ChaptersChapter 6Page 854

Chapter 6: Love Is Weeping

1927Page 854 of 5,444
The arrival of the fourteen boys from Persia in July brought in its wake the arrival of many other Muslim boys from Bombay, including eleven-year-old Ali Akbar Shapurzaman, later nicknamed Aloba . Among the fourteen boys from Persia was one also named Ali Akbar, who had a most intense spiritual nature. During this period, this boy began expressing great love and devotion for Baba and was later nicknamed Majnun .
On 21 November, a Muslim boy about thirteen years old named Syed Ali Haji Muhammad (later nicknamed Aga Ali ) was brought to Meherabad by his father, but Baba refused to admit him. Baba did not want the boy in the school, but after the father entreated Baba to keep the boy, Baba agreed. There was a hidden reason for Baba's reluctance which was brought out later.
Later that day, B. F. Bharucha, who had heard about Meher Baba some months before, showed up in the afternoon to meet the "Great Master." The conversation opened with Bharucha asking abrupt and direct questions and receiving similar replies:
"Is there going to be a great war in the near future?"
"Yes," Baba dictated, "a war much greater than the last, with terrible bloodshed."
"Why would you allow the war to commence and go on?" Bharucha asked.
"For pleasure."
"Why should you allow such an outright massacre of mankind?"
"It is my will, wish — craze!"
"Why are you so quiet? Why not speak?"
"My choice."
Baba's curt replies upset the man and he rose to leave, disappointed in the so-called Great Master. Baba pacified him and asked if he had time to listen to what he would explain. Bharucha agreed, saying he would leave by a later train, so Baba spent almost two hours with him privately, with Raosaheb and Nusserwan Satha, and explained many things, which in the end appeased him.

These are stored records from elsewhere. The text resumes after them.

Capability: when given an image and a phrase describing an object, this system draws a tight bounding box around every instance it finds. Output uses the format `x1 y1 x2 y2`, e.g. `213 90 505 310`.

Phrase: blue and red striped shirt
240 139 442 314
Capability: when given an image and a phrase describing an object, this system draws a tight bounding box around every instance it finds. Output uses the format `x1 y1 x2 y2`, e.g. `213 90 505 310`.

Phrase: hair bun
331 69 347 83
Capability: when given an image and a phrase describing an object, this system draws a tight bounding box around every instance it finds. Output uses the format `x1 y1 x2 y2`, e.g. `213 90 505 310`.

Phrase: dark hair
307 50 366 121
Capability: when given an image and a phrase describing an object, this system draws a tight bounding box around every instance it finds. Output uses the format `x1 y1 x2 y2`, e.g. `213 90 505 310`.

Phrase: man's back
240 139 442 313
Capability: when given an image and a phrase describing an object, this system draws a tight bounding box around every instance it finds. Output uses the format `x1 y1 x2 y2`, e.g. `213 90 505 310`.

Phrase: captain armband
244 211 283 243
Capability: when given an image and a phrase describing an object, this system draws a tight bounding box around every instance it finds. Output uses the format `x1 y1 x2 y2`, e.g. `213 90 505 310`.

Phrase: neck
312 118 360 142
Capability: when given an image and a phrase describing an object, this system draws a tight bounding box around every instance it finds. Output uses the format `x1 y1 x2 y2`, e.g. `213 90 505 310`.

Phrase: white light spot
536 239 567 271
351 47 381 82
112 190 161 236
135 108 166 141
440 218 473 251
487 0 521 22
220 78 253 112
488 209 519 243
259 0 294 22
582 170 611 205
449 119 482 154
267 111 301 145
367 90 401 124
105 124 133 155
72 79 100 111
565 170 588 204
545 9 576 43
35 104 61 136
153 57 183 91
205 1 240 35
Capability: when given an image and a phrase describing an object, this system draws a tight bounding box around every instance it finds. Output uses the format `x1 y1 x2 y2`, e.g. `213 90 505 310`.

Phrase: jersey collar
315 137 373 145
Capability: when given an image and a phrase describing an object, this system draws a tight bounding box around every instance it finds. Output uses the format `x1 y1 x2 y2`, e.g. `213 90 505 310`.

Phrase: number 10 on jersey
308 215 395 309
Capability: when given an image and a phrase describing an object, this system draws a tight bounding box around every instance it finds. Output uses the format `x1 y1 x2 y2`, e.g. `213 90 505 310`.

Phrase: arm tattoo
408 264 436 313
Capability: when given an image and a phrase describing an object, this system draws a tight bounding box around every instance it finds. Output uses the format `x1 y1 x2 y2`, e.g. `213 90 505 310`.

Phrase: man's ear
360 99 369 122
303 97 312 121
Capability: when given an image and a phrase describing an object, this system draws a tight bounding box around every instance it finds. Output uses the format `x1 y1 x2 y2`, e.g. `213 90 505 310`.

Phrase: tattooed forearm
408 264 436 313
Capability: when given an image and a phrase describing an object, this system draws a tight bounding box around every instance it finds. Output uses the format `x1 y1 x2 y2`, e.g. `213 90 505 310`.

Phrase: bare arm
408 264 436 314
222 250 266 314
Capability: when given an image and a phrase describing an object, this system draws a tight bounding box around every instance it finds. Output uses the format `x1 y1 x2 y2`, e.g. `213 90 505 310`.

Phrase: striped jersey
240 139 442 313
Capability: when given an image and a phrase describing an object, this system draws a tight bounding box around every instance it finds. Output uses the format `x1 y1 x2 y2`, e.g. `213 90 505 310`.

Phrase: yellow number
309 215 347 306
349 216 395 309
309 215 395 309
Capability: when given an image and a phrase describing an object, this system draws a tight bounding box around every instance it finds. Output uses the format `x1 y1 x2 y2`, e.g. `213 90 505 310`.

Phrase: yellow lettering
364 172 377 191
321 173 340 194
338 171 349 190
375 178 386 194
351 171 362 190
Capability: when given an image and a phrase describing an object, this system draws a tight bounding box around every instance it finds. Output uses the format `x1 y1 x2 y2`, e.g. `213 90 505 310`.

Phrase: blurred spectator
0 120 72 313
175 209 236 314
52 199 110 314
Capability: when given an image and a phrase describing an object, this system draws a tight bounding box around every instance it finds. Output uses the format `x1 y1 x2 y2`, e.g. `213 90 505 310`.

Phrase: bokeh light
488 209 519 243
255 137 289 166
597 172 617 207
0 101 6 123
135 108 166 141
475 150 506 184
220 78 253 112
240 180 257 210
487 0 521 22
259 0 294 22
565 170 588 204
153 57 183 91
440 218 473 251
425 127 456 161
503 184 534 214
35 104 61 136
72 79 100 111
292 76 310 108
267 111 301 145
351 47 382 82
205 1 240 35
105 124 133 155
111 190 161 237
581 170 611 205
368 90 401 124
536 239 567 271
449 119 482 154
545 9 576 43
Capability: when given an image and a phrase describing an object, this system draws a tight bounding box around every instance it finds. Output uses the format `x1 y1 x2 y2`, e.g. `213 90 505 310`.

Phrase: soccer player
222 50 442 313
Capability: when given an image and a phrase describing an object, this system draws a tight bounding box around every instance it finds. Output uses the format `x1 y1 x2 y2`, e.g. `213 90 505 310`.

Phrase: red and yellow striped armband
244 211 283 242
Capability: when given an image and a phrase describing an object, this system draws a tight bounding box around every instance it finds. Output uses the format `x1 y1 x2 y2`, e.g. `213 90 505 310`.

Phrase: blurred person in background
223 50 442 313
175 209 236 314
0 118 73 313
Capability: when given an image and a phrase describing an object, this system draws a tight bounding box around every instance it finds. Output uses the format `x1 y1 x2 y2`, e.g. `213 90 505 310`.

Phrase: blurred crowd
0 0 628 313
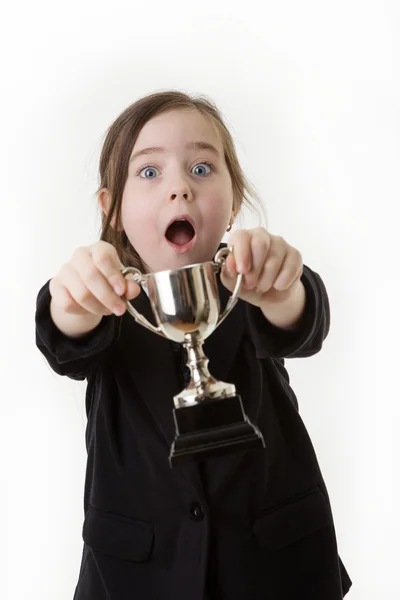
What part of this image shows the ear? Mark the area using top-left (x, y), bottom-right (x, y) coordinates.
top-left (98, 188), bottom-right (123, 231)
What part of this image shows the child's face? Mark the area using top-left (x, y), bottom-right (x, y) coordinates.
top-left (121, 109), bottom-right (233, 271)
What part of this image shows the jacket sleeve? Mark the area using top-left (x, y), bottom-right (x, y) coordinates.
top-left (35, 280), bottom-right (121, 381)
top-left (245, 265), bottom-right (330, 358)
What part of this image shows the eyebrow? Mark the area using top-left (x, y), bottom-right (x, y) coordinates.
top-left (129, 142), bottom-right (220, 162)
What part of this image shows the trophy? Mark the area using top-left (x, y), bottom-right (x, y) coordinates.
top-left (121, 248), bottom-right (265, 467)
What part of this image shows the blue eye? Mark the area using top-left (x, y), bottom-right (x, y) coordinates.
top-left (194, 163), bottom-right (213, 175)
top-left (138, 162), bottom-right (214, 179)
top-left (139, 167), bottom-right (157, 179)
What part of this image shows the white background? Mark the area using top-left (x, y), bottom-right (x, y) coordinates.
top-left (0, 0), bottom-right (400, 600)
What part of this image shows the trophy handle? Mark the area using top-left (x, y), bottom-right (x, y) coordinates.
top-left (121, 267), bottom-right (166, 338)
top-left (214, 246), bottom-right (243, 331)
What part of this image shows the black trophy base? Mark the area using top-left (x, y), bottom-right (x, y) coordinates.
top-left (169, 395), bottom-right (265, 467)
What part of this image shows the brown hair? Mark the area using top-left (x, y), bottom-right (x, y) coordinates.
top-left (96, 90), bottom-right (264, 272)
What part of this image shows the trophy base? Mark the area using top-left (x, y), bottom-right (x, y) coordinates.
top-left (169, 394), bottom-right (265, 467)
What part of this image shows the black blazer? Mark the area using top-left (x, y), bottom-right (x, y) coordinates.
top-left (36, 254), bottom-right (352, 600)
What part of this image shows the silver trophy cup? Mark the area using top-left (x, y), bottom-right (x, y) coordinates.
top-left (121, 248), bottom-right (265, 467)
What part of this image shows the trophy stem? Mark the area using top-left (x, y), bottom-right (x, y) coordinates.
top-left (174, 332), bottom-right (236, 408)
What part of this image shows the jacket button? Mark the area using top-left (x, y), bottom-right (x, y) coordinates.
top-left (190, 502), bottom-right (204, 521)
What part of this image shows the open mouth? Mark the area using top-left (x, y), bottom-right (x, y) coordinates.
top-left (165, 217), bottom-right (196, 247)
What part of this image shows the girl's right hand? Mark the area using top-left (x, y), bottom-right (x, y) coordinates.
top-left (49, 241), bottom-right (141, 316)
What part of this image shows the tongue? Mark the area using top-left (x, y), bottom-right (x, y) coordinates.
top-left (167, 221), bottom-right (194, 246)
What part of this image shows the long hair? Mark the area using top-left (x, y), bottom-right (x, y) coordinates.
top-left (96, 90), bottom-right (263, 272)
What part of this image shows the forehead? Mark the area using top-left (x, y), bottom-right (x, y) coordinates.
top-left (134, 109), bottom-right (222, 151)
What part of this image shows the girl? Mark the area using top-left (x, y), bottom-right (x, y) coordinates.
top-left (36, 91), bottom-right (352, 600)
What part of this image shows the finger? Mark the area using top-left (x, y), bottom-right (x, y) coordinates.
top-left (257, 244), bottom-right (286, 294)
top-left (272, 248), bottom-right (303, 291)
top-left (49, 276), bottom-right (108, 315)
top-left (89, 241), bottom-right (127, 296)
top-left (70, 247), bottom-right (126, 316)
top-left (229, 229), bottom-right (252, 275)
top-left (59, 263), bottom-right (117, 315)
top-left (244, 228), bottom-right (270, 289)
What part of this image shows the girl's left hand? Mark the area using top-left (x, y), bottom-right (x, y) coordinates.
top-left (221, 227), bottom-right (303, 306)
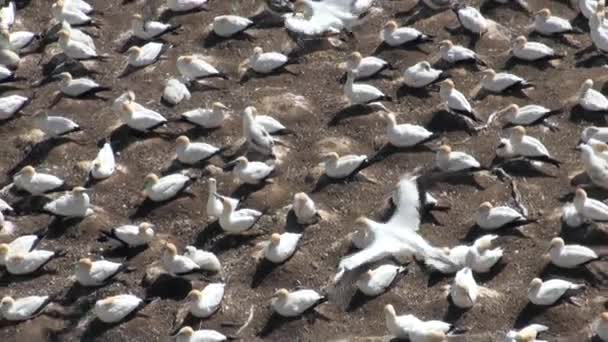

The following day, 22 November, Baba's childhood friend Baily arrived from Poona with all his belongings and began staying at Meherabad, thus rejoining the mandali after quite a while.
Baba went to Kaka Shahane's for tea on Thursday, 24 November 1927, but he indicated he would stop coming on Thursdays from the following week. Baba came up the hill at 3:30 and stayed until six, playing cricket with the boys.